IP SLA is pinging an IP address in the carrier regional infrastructure and when that IP address is not available for 3 consecutive tests it takes the route out and switches over to a backup cable connection. The problem is that picking the IP address to ping is very tricky/fiddly. Here are the options - none are that good:

(1) Ping the next hop router. Problem is that this only tests that the carrier router down the hall in the closet is up. Thats testing 100 ft of cable and power in the closet. That being said, a lightning strike / power surge did damage the carrier gear once and it did have to be replaced. When the fiber itself is down, the carrier router will ping fine, but of course ip packets wont go anywhere/

(2) Ping the carrier edge access router. This is a better choice since it is testing thru the last mile of fiber all the way to the carrier office. Still its not perfect as we did have one outage where that path was fine, but the routing beyond that was broken. Carrier stated that it was a damaged card and they moved the customer to a new port, which of course had a new ip address (new router) to ping and the old router stopped pinging for some reason, which meant IP SLA still did not bring the path back up even after the carrier had fixed their side.

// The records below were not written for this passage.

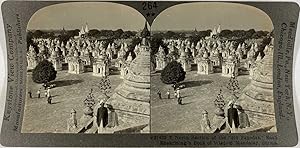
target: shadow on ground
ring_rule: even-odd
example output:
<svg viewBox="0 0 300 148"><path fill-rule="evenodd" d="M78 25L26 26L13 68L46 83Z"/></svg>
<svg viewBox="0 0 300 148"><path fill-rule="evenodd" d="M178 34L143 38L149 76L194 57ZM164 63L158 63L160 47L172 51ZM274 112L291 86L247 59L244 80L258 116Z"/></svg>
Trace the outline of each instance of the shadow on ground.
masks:
<svg viewBox="0 0 300 148"><path fill-rule="evenodd" d="M186 82L182 82L182 85L185 85L185 88L191 88L191 87L197 87L197 86L201 86L201 85L205 85L205 84L210 84L213 81L211 80L201 80L201 81L186 81Z"/></svg>
<svg viewBox="0 0 300 148"><path fill-rule="evenodd" d="M63 87L63 86L70 86L74 84L78 84L83 82L83 80L63 80L63 81L54 81L51 84L55 84L55 87Z"/></svg>

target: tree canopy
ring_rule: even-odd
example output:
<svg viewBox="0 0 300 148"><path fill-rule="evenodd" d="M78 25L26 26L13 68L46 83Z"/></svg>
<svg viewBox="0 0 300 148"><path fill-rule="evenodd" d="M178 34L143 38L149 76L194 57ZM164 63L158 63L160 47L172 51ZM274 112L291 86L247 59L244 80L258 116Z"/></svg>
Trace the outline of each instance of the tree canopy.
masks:
<svg viewBox="0 0 300 148"><path fill-rule="evenodd" d="M186 72L183 70L182 65L176 61L170 62L161 71L161 81L165 84L176 84L185 79Z"/></svg>
<svg viewBox="0 0 300 148"><path fill-rule="evenodd" d="M57 72L53 64L47 60L41 61L32 71L32 80L35 83L48 83L55 80Z"/></svg>

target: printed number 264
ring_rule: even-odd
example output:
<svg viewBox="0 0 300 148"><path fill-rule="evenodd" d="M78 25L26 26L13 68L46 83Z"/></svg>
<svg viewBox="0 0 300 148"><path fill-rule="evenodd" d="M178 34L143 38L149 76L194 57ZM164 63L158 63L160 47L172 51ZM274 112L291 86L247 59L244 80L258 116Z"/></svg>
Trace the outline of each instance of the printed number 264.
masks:
<svg viewBox="0 0 300 148"><path fill-rule="evenodd" d="M151 10L157 8L156 2L143 2L143 10Z"/></svg>

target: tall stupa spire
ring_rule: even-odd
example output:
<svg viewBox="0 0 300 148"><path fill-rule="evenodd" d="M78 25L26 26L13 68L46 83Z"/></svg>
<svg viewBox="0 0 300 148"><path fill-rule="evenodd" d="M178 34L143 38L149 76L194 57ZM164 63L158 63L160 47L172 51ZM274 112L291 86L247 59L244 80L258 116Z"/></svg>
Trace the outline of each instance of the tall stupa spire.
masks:
<svg viewBox="0 0 300 148"><path fill-rule="evenodd" d="M145 26L144 26L144 29L143 31L141 32L141 37L142 38L147 38L150 36L150 31L148 29L148 24L147 24L147 21L145 21Z"/></svg>
<svg viewBox="0 0 300 148"><path fill-rule="evenodd" d="M89 27L88 27L88 23L87 23L87 22L85 23L85 29L84 29L84 32L85 32L85 33L88 33L88 32L89 32Z"/></svg>

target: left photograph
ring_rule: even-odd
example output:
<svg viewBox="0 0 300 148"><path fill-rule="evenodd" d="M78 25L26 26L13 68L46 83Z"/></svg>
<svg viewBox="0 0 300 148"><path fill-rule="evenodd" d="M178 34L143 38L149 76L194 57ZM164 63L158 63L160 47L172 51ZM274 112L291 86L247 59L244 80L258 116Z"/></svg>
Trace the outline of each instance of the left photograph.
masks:
<svg viewBox="0 0 300 148"><path fill-rule="evenodd" d="M149 133L148 28L117 3L37 11L27 25L22 133Z"/></svg>

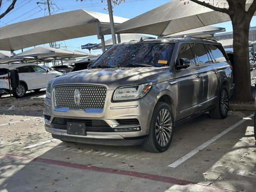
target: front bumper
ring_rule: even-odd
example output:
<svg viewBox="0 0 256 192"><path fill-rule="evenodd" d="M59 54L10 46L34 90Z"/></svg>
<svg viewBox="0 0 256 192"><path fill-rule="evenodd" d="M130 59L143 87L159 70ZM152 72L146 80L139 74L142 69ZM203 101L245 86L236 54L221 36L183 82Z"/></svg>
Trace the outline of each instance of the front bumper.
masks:
<svg viewBox="0 0 256 192"><path fill-rule="evenodd" d="M0 94L5 94L10 93L10 89L0 88Z"/></svg>
<svg viewBox="0 0 256 192"><path fill-rule="evenodd" d="M51 133L53 137L59 139L86 143L100 144L101 140L111 145L114 143L124 145L139 144L148 134L151 117L154 104L154 99L148 94L142 99L125 102L112 102L111 97L114 90L108 90L105 100L105 105L102 113L86 113L82 110L69 110L67 112L56 111L52 107L51 100L46 98L44 102L45 119L45 128L46 131ZM94 132L91 128L86 132L86 136L69 135L66 129L58 128L54 123L54 118L70 119L73 120L86 121L100 120L104 121L112 131ZM119 124L118 120L137 119L139 122L140 130L135 131L115 131L116 129L138 126L138 125L129 126ZM117 120L118 120L117 121ZM110 141L109 141L110 140ZM136 141L135 141L137 140ZM126 143L131 143L126 144ZM104 144L103 142L102 144Z"/></svg>

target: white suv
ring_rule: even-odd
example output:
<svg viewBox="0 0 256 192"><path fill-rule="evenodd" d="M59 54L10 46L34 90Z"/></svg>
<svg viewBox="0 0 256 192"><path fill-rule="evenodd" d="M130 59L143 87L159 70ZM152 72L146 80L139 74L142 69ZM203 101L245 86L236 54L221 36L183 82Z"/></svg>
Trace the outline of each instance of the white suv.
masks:
<svg viewBox="0 0 256 192"><path fill-rule="evenodd" d="M11 69L19 70L20 85L11 91L18 98L24 97L28 90L38 91L45 88L52 79L62 75L56 71L48 71L38 65L32 63L10 64L0 66L0 96L10 92L8 72Z"/></svg>

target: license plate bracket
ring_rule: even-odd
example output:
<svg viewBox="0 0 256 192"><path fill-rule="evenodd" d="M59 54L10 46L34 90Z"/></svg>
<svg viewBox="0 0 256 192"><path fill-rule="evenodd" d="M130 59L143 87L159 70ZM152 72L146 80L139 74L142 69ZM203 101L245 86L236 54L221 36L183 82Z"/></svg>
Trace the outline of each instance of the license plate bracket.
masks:
<svg viewBox="0 0 256 192"><path fill-rule="evenodd" d="M68 135L86 135L85 123L76 122L67 122L67 134Z"/></svg>

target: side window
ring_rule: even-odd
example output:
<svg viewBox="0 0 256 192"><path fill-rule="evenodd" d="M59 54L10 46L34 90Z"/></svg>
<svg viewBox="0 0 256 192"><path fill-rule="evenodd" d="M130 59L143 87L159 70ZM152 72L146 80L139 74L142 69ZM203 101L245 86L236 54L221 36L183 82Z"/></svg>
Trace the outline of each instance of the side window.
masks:
<svg viewBox="0 0 256 192"><path fill-rule="evenodd" d="M210 44L210 46L212 50L212 54L214 55L218 62L226 62L227 61L225 56L217 46Z"/></svg>
<svg viewBox="0 0 256 192"><path fill-rule="evenodd" d="M209 58L204 45L201 43L193 43L192 45L199 65L210 64Z"/></svg>
<svg viewBox="0 0 256 192"><path fill-rule="evenodd" d="M196 66L196 60L188 43L182 44L180 47L179 53L176 60L176 65L182 65L182 58L187 59L190 61L190 64L189 67Z"/></svg>
<svg viewBox="0 0 256 192"><path fill-rule="evenodd" d="M31 73L32 72L31 68L29 66L24 66L17 68L19 70L19 73Z"/></svg>
<svg viewBox="0 0 256 192"><path fill-rule="evenodd" d="M46 71L45 70L42 68L38 66L32 66L31 67L34 70L34 71L36 73L44 73Z"/></svg>

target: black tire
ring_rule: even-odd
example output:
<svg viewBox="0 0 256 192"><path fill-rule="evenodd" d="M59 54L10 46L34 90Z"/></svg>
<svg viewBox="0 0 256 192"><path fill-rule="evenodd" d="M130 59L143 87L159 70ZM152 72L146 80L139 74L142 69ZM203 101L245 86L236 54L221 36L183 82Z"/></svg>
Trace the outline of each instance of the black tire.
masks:
<svg viewBox="0 0 256 192"><path fill-rule="evenodd" d="M21 98L25 96L26 92L26 86L23 83L20 83L18 87L14 89L13 94L16 98Z"/></svg>
<svg viewBox="0 0 256 192"><path fill-rule="evenodd" d="M228 115L229 105L228 93L226 87L222 86L215 107L209 111L211 118L222 119Z"/></svg>
<svg viewBox="0 0 256 192"><path fill-rule="evenodd" d="M162 122L162 120L158 120L159 119L158 116L159 115L160 115L159 116L161 116L160 112L161 112L163 116L164 116L164 114L163 113L164 112L166 112L166 116L167 116L166 118L164 119ZM167 120L168 121L166 121ZM157 121L158 121L158 123ZM164 122L166 122L164 123ZM159 126L158 126L156 125L157 124ZM170 106L165 103L158 102L156 105L153 112L149 133L146 140L142 144L142 147L143 149L149 152L160 153L165 151L168 149L172 142L173 132L173 115ZM158 139L157 139L158 135ZM168 140L167 140L166 139ZM161 141L162 141L162 142L161 142ZM168 142L166 142L166 141ZM159 142L163 144L161 146L159 144Z"/></svg>
<svg viewBox="0 0 256 192"><path fill-rule="evenodd" d="M34 91L35 92L39 92L40 89L34 89L33 91Z"/></svg>

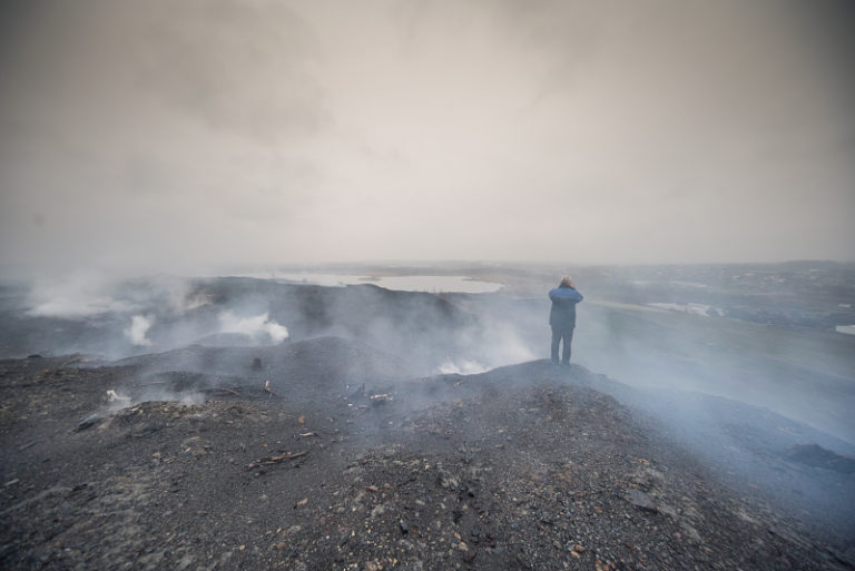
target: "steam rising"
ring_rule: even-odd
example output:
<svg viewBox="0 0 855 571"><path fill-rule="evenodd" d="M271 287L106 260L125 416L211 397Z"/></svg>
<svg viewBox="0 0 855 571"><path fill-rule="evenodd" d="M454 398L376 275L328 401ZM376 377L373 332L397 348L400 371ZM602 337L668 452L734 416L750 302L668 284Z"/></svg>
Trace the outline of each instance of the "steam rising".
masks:
<svg viewBox="0 0 855 571"><path fill-rule="evenodd" d="M230 311L219 314L220 333L240 333L259 342L278 344L288 338L288 329L272 321L268 313L239 317Z"/></svg>
<svg viewBox="0 0 855 571"><path fill-rule="evenodd" d="M125 329L125 335L136 346L147 347L151 345L151 339L146 338L148 329L154 323L154 317L146 315L135 315L131 317L130 327Z"/></svg>

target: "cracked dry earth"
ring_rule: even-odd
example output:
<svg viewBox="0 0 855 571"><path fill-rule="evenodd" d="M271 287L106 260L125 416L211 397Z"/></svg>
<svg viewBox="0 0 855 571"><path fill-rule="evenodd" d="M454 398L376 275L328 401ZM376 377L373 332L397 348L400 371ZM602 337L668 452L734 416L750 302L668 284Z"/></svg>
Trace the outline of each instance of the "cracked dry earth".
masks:
<svg viewBox="0 0 855 571"><path fill-rule="evenodd" d="M138 365L70 361L0 363L3 569L852 569L579 366L110 412Z"/></svg>

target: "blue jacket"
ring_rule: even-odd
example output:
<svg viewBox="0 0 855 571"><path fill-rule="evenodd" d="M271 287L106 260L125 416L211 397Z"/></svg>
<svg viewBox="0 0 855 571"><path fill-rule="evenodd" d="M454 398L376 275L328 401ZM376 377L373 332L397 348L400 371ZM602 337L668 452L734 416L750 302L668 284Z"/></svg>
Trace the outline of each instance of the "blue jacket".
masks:
<svg viewBox="0 0 855 571"><path fill-rule="evenodd" d="M570 286L558 286L549 292L549 298L552 299L549 324L561 329L576 327L576 304L583 299L582 294Z"/></svg>

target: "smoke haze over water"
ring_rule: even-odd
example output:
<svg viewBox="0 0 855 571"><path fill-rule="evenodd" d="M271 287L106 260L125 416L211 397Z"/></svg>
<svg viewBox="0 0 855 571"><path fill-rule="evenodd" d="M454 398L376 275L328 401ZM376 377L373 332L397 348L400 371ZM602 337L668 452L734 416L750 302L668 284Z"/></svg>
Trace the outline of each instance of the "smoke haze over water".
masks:
<svg viewBox="0 0 855 571"><path fill-rule="evenodd" d="M4 276L852 259L851 2L0 10Z"/></svg>

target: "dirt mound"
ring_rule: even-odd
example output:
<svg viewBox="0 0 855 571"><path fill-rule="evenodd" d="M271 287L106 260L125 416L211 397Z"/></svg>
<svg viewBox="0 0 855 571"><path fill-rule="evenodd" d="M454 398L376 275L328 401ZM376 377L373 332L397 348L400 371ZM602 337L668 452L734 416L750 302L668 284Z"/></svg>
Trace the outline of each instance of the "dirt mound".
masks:
<svg viewBox="0 0 855 571"><path fill-rule="evenodd" d="M107 391L144 363L0 363L0 565L851 569L717 483L581 367L318 388L342 373L313 351L352 348L263 355L272 371L313 364L287 392L245 383L112 412ZM190 353L214 358L205 351Z"/></svg>

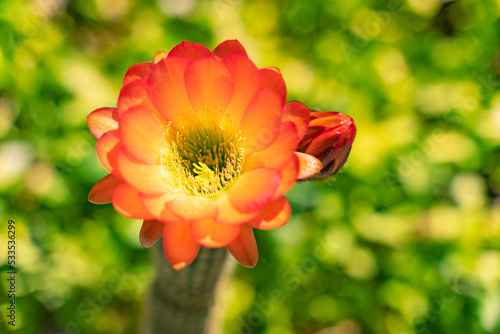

(3) Ping a well known ip such as the old BBN/GTE 4.2.2.2 DNS server or google 8.8.8.8 or 8.8.4.4 anycasted dns servers. This has the problem of making the customer pipe dependent on an unrelated service, and said service is not intended to be a pingable service ip - its a DNS server. (Pings could be de-preferenced if network congestion occurs
at the dns provider side for example).

(4) EBGP Multi-hop to a stable secure datacenter. BGP router at the datacenter sends a network announcement to the customer edge router. Customer edge router ties the default route to this route learned via BGP. Private (internal) ASNs are used, setup is simple and fast, and the BGP protocol is well suited to passing the route in a robust manner - small blips or micro-outages dont take the session down as can happen sometimes with IP SLA. No traffic is passed across the BGP session other than small updates/keepalives to keep the session and single route active. Unlike a gre tunnel where the customer data traffic would be tunnelled over to the datacenter inside the tunnel, this simple setup is only used for learning a route; not tunnelling any traffic.

We also use a static route to the BGP peering ip address so that the BGP session can only come up when the pipe that it is supposed to be used across is up.